One casualty of Congress’ spending fight could be Iraqi translators who helped the U.S. during that nation’s war, but whose visa applications are about to stall unless Congress can extend a Sept. 30 deadline written into law.
House Republicans, in action Saturday, included language to extend the deadline for applications into December as part of their changes to the stopgap spending bill the GOP powered through, which also tries to roll back parts of President Obama’s health care law.
But Senate Democrats have said they won’t accept any changes to Obamacare, and since those changes are combined with the visa issue, that leaves the Iraqi translators facing a potential crisis.
Spokesman for Senate Majority Leader Harry Reid and Minority Whip Richard J. Durbin, the second-ranking Democrat in the chamber, didn’t return messages over the weekend asking about the situation.
The visas are meant to try to help translators escape from a country where their cooperation with U.S. troops leaves many of them in danger.
Thousands of Iraqis have applied and waited years as the State Department has run applicants and their relatives through a complicated series of background checks. The process has stretched from six weeks into a two-year ordeal, according to lawyers at the Iraqi Refugee Assistance Project.
One State Department official told The Washington Times that if the authority for the visas lapses Monday, those who have already applied and are in the approval process would have to start over.
Neither the House nor Senate included the renewed visa language in their initial spending bills.
A House Republican aide said the White House just recently made them aware of the need for an extension.
“This authority is necessary to ensure the visas continue for Iraqis who assisted the U.S. during the war, many of whom risked their lives to do so,” Rep. Harold Rogers, the Kentucky Republican who heads the House Appropriations Committee, said as he urged colleagues to vote for the GOP stopgap spending proposals Saturday.
There are other options available too.
The annual defense policy bill the House passed would also extend the visa period. But the Senate has yet to act on its version of the bill, and in recent years Congress has put a final compromise off until December.
In addition to adding in the visa language, House Republicans stripped another controversial part from their bill — $174,000 in taxpayer money that had been slated to go to the widow of Sen. Frank R. Lautenberg.

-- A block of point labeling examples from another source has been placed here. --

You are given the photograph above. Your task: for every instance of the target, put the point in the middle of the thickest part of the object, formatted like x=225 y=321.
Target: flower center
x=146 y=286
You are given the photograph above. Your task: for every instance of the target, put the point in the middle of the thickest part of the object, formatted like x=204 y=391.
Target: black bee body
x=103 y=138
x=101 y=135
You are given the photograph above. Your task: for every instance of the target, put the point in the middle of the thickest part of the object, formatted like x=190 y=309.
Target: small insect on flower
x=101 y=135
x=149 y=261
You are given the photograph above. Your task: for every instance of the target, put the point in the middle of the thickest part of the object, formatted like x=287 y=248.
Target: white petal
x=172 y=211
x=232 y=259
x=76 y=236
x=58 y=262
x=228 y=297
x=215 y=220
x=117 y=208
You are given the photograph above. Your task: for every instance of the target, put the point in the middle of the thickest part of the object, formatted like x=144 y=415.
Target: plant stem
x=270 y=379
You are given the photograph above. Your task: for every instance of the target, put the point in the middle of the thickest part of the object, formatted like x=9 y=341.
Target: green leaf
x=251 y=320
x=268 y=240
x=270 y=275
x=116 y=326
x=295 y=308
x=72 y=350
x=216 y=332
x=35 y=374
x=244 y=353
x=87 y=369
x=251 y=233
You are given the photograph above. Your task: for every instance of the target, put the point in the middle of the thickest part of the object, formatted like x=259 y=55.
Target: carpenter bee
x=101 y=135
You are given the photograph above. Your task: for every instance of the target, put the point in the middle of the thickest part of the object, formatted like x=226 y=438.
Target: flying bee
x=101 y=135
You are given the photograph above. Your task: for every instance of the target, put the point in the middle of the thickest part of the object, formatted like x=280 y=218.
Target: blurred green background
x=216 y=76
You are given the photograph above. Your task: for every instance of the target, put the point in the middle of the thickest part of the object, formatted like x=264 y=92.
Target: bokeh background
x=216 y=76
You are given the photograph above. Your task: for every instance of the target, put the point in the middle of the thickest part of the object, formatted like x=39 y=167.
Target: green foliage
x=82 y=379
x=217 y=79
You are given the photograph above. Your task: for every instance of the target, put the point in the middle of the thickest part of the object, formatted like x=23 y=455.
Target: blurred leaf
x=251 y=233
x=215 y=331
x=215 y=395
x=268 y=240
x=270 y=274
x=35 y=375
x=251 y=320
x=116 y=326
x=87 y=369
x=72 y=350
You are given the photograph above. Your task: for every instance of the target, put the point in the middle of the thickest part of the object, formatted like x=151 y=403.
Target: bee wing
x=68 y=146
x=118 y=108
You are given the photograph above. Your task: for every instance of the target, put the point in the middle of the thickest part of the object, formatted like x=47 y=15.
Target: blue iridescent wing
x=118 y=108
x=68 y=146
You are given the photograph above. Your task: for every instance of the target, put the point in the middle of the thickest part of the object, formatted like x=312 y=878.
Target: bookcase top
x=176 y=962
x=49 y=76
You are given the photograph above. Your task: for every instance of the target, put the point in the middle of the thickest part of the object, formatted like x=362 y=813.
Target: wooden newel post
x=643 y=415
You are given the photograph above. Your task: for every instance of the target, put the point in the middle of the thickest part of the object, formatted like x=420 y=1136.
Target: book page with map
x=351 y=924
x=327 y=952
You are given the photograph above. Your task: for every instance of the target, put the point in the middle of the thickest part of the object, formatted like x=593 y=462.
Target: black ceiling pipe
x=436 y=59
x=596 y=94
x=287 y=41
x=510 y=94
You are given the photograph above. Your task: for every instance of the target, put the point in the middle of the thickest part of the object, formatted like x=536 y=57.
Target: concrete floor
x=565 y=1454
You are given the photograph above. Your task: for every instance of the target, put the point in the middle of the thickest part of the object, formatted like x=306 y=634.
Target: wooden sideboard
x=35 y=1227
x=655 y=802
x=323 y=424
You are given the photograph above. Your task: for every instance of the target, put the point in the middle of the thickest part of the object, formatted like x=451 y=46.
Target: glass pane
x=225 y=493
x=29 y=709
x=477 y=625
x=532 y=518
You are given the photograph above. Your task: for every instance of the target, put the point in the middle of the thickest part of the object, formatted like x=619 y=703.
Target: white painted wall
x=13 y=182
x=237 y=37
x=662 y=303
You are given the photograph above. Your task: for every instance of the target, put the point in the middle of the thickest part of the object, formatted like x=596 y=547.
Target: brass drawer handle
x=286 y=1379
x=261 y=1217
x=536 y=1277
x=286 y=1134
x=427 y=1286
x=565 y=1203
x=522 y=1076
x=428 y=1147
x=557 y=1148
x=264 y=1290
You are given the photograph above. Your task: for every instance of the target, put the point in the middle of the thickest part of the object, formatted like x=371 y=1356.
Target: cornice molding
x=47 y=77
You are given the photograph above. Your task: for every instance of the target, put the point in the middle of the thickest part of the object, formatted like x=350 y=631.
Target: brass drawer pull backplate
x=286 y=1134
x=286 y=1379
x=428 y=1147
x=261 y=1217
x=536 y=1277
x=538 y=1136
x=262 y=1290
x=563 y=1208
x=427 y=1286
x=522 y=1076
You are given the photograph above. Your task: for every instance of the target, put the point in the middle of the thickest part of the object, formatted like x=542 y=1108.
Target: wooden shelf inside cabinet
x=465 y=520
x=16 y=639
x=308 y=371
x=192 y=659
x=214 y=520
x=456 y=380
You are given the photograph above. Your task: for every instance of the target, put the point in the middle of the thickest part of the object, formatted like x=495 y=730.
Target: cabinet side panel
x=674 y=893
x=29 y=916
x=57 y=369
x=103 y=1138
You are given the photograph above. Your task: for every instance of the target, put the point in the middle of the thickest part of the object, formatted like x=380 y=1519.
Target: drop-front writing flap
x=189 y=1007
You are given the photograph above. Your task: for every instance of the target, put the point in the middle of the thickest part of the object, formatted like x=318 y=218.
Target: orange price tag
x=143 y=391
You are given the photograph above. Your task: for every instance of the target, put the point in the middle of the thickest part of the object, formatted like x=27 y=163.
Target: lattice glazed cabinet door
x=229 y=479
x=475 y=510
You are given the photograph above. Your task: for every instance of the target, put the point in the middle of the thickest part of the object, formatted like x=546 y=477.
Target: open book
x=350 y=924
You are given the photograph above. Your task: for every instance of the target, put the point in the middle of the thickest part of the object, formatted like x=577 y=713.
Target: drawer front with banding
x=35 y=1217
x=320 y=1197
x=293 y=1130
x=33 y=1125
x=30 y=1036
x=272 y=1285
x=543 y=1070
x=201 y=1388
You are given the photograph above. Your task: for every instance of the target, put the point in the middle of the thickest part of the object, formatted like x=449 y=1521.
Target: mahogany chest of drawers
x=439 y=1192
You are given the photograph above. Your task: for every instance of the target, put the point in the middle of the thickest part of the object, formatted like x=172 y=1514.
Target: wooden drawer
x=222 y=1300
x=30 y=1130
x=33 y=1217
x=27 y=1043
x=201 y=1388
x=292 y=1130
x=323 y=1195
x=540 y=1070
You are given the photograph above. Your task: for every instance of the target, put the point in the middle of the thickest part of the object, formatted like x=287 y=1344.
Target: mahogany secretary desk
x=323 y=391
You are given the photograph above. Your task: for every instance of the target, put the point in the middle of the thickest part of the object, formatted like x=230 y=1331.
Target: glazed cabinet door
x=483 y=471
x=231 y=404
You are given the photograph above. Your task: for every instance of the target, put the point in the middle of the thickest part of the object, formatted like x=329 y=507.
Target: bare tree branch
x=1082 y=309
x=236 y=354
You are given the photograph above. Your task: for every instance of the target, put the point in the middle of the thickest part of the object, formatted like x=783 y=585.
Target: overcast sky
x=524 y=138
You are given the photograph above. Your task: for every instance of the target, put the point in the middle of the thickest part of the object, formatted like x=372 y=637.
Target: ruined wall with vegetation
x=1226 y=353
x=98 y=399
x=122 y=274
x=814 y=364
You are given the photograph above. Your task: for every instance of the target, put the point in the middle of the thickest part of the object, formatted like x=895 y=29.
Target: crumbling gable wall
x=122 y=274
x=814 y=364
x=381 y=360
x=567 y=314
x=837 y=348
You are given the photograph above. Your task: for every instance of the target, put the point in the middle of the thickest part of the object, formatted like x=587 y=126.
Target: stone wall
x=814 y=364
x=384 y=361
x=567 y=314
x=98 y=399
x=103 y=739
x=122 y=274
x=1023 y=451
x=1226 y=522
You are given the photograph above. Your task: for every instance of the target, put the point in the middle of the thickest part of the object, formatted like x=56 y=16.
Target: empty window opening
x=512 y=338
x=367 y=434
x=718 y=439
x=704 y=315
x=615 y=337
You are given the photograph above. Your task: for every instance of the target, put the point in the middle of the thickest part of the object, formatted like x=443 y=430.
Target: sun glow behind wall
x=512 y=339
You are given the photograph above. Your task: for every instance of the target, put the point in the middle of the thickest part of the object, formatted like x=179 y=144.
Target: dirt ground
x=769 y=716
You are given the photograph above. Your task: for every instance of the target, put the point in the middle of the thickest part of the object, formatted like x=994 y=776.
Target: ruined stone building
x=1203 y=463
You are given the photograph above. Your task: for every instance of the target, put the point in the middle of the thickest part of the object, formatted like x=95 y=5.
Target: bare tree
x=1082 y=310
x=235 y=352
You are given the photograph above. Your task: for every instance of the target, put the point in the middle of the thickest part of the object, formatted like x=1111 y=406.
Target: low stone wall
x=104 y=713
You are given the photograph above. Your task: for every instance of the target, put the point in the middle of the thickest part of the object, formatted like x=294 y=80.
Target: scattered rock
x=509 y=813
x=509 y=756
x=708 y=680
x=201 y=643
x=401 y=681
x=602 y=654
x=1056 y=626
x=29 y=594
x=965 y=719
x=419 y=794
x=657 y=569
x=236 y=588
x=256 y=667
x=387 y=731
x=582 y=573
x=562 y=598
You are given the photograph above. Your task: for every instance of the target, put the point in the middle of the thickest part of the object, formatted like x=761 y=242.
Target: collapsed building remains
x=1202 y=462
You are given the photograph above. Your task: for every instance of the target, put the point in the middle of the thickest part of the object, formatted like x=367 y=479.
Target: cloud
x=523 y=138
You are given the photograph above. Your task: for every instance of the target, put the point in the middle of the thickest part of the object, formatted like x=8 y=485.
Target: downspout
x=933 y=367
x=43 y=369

Paying a death gratuity to the spouses of lawmakers who pass away while in office has been a common practice, and both the House and Senate included the money in previous versions of their year-end spending bills.
But an ethics group questioned the payout to Bonnie Englebardt Lautenberg, wife of the late Democratic senator, who is worth an estimated $56.8 million, according to Roll Call’s 2012 survey of lawmakers’ wealth.
As a gift, the money would be tax free.
• Kristina Wong contributed to this report.